For their part, the mayors of Saipan, the Northern Islands, Rota and Tinian told the president: “Slowly but surely the Atiquities Act is being used as the tool to close our marine waters to fishing and other extractive purposes for political reasons that have nothing to do with us…. We believe this monument expansion proposal is just the first step in expanding the Marianas Tench, Rose Atoll and Papahanaumokuakea MNMs.”

CNMI leaders also noted the unfulfilled promises that the federal government made to them when the commonwealth agreed to the creation of the Marianas Trench marine monument.

Among the promises were allowing the CNMI to co-manage the monument, the establishment of visitors park and a patrol vessel that was to be provided to the commonwealth.

In his letter, Governor Inos said the federal government failed to fulfill its promises.

Guam Gov. Eddie Baza Calvo said: “A complete ban on nearly all activities is disproportionate to current management concerns and is in contrast to the direction given to the Pacific Islands regional planning body for which Guam is an active member…. I humbly request that the expansion of the current monument boundaries be tabled and further discussed with the Western Pacific Regional Fishery Management Council and that it be allowed to exist in perpetuity.”

In his letter to the White House, American Samoa Gov.

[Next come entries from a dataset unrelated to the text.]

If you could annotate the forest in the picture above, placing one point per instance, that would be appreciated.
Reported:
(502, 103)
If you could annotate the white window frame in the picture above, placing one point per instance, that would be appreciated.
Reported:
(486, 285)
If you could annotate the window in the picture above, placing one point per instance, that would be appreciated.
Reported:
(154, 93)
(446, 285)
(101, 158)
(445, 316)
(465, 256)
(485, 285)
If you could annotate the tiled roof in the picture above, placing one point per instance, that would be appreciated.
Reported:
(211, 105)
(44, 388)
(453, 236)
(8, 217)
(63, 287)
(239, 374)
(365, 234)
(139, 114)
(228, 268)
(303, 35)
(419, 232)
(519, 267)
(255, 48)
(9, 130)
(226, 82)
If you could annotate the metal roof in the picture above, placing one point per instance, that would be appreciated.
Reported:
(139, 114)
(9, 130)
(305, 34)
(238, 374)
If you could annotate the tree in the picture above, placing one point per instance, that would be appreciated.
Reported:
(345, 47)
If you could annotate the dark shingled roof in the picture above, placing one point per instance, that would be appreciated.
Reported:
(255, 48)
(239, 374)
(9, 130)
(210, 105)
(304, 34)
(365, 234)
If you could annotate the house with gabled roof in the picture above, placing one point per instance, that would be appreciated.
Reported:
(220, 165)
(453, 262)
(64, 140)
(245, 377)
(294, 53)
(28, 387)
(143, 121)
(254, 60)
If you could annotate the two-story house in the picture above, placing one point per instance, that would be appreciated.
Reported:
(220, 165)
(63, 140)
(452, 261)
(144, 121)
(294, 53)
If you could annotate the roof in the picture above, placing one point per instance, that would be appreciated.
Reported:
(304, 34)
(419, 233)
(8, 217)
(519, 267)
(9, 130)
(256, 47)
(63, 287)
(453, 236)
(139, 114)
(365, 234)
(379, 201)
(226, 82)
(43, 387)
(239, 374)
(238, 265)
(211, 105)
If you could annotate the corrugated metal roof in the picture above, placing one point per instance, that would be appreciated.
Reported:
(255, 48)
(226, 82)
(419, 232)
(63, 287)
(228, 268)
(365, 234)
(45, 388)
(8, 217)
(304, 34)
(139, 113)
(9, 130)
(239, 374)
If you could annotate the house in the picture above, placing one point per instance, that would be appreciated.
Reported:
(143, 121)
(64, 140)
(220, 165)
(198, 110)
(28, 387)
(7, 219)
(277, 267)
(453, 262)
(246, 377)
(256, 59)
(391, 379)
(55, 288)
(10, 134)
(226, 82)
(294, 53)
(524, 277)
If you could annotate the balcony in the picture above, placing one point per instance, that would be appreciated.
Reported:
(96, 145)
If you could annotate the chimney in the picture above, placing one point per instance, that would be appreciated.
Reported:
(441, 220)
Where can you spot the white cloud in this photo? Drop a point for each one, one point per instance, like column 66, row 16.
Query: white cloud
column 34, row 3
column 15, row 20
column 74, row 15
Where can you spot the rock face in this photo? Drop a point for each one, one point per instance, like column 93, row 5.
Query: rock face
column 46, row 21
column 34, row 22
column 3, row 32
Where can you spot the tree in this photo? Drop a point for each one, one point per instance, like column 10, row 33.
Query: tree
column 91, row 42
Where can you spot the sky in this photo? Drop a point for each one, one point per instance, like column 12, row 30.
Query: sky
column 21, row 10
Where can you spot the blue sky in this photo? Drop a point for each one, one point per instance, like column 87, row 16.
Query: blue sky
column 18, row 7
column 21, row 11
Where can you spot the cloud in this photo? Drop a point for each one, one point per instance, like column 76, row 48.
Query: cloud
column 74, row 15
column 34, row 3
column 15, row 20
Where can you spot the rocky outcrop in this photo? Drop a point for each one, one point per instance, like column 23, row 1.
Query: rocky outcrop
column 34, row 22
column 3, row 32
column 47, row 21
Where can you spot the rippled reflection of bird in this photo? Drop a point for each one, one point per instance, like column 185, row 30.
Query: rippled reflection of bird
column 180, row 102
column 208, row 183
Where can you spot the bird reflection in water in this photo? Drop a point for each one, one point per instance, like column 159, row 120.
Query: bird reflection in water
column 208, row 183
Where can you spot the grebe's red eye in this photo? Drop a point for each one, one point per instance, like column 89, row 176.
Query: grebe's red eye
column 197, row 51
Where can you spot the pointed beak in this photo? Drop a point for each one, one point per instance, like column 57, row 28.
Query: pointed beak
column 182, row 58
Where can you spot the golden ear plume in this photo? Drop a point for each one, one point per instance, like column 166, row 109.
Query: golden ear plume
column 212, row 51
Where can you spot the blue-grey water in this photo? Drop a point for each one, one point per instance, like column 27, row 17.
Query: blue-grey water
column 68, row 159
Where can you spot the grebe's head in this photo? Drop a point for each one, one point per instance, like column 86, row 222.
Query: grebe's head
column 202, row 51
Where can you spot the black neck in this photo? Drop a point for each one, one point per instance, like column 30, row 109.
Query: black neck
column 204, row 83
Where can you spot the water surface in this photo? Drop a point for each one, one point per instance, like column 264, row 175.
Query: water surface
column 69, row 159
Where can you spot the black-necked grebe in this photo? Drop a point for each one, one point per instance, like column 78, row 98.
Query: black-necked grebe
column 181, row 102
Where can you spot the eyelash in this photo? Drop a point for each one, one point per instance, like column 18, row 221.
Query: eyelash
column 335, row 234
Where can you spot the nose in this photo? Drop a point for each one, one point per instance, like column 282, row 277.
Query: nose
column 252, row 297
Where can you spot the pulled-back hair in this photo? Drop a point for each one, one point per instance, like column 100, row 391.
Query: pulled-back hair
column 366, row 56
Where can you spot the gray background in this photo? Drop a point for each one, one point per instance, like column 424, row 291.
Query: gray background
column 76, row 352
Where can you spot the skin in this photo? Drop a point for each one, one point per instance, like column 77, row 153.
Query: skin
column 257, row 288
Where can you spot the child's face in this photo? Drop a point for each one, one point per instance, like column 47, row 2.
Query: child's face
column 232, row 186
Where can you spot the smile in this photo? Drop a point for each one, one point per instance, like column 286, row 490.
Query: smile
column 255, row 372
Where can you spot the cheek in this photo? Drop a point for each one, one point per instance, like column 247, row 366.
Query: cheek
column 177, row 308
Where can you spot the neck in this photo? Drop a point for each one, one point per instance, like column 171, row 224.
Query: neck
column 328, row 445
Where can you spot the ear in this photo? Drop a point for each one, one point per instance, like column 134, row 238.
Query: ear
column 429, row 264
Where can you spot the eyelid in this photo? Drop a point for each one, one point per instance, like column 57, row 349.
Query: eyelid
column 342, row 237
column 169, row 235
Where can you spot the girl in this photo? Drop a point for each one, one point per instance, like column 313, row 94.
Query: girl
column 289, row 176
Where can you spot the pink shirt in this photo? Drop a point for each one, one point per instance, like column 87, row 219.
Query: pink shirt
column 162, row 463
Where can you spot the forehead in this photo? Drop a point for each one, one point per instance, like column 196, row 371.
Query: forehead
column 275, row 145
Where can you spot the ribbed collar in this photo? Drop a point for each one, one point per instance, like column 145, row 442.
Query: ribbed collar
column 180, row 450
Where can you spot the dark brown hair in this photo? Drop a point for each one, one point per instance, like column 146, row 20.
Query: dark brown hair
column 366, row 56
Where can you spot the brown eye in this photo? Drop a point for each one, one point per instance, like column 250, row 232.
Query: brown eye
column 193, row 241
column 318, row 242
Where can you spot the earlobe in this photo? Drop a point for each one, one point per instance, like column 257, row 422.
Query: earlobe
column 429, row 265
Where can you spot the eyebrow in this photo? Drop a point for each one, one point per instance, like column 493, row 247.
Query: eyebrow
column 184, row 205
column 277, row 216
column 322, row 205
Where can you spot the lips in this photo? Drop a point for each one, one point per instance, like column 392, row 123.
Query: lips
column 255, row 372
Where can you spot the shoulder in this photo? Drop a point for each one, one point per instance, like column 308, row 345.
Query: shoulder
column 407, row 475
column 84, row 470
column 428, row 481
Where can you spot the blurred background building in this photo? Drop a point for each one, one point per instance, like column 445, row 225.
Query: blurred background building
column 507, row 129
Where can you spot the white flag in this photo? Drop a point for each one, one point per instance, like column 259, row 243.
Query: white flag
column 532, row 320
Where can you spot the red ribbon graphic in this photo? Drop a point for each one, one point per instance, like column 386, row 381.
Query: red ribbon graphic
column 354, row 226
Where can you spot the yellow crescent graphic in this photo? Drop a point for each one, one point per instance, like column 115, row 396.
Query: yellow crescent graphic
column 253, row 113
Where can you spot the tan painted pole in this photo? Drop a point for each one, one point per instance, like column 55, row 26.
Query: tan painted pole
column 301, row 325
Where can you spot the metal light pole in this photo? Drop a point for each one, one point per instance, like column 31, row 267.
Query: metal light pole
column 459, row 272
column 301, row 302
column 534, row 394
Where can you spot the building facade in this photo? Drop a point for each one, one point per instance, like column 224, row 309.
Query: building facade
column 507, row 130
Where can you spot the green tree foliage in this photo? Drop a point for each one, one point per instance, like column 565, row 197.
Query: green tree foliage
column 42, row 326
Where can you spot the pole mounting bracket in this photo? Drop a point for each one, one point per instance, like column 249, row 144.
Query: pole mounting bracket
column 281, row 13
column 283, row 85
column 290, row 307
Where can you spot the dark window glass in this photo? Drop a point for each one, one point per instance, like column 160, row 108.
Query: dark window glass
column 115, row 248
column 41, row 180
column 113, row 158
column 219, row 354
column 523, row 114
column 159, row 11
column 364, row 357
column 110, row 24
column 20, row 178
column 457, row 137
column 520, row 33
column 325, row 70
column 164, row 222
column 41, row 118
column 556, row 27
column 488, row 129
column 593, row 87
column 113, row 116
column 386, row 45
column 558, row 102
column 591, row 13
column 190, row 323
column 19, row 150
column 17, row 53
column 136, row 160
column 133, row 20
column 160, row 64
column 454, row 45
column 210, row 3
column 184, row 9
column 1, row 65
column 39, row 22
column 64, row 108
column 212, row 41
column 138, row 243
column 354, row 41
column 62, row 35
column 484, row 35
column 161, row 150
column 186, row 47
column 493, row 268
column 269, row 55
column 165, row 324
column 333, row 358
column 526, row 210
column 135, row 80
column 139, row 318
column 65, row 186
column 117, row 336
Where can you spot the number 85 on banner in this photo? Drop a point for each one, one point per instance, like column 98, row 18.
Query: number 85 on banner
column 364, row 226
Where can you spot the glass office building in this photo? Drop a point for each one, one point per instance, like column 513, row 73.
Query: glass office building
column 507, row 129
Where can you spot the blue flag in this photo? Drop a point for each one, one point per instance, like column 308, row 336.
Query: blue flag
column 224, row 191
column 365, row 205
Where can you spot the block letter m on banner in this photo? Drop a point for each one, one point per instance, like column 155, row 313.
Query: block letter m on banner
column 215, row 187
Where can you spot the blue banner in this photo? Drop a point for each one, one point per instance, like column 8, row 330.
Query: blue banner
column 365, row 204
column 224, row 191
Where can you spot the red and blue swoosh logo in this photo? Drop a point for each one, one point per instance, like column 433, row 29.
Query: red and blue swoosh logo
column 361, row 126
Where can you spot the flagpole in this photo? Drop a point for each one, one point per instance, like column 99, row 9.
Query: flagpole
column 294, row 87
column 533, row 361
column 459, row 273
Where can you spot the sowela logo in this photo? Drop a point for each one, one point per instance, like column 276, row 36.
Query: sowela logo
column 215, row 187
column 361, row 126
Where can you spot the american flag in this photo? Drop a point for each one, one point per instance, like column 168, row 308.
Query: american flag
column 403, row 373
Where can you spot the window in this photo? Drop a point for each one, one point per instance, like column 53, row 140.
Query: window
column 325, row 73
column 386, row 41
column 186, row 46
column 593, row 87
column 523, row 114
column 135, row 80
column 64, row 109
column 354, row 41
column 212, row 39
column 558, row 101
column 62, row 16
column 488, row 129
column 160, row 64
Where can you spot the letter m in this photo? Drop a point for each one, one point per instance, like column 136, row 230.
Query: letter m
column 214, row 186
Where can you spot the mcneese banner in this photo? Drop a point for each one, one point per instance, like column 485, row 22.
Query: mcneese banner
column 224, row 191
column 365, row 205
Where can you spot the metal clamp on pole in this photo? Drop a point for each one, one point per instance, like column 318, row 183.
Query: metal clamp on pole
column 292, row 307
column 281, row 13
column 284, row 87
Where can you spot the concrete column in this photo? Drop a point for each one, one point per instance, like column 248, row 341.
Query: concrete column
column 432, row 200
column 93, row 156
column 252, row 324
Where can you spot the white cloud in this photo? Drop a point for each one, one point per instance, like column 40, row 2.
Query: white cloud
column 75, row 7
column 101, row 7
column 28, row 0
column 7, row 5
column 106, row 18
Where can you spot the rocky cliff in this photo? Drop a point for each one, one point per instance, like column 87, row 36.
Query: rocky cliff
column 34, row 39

Lolo M. Moliga said the expansion is “demoralizing and it is quite disturbing that the proponents for the expansion are individuals who have no basic understanding of what the expansion will do to the lives of the affected people.”

He said by not consulting other island territories, the White House “epitomizes the typical federal attitude that island residents whose lives are directly affected are not entitled to participate in the process of consultation to ascertain how they feel about the proposed measure.”

He added, “As a territory of the U.S., we have no vote on the floor of Congress, but we hope that as a person who grew up in the U.S. Pacific Islands, you will recall the intrinsic importance of the sea to the Pacific islanders, not only for their subsistence living but also for the economic survival of our islands. I implore you to please not expand the existing monuments or create new marine national monuments in the U.S. Pacific Islands.”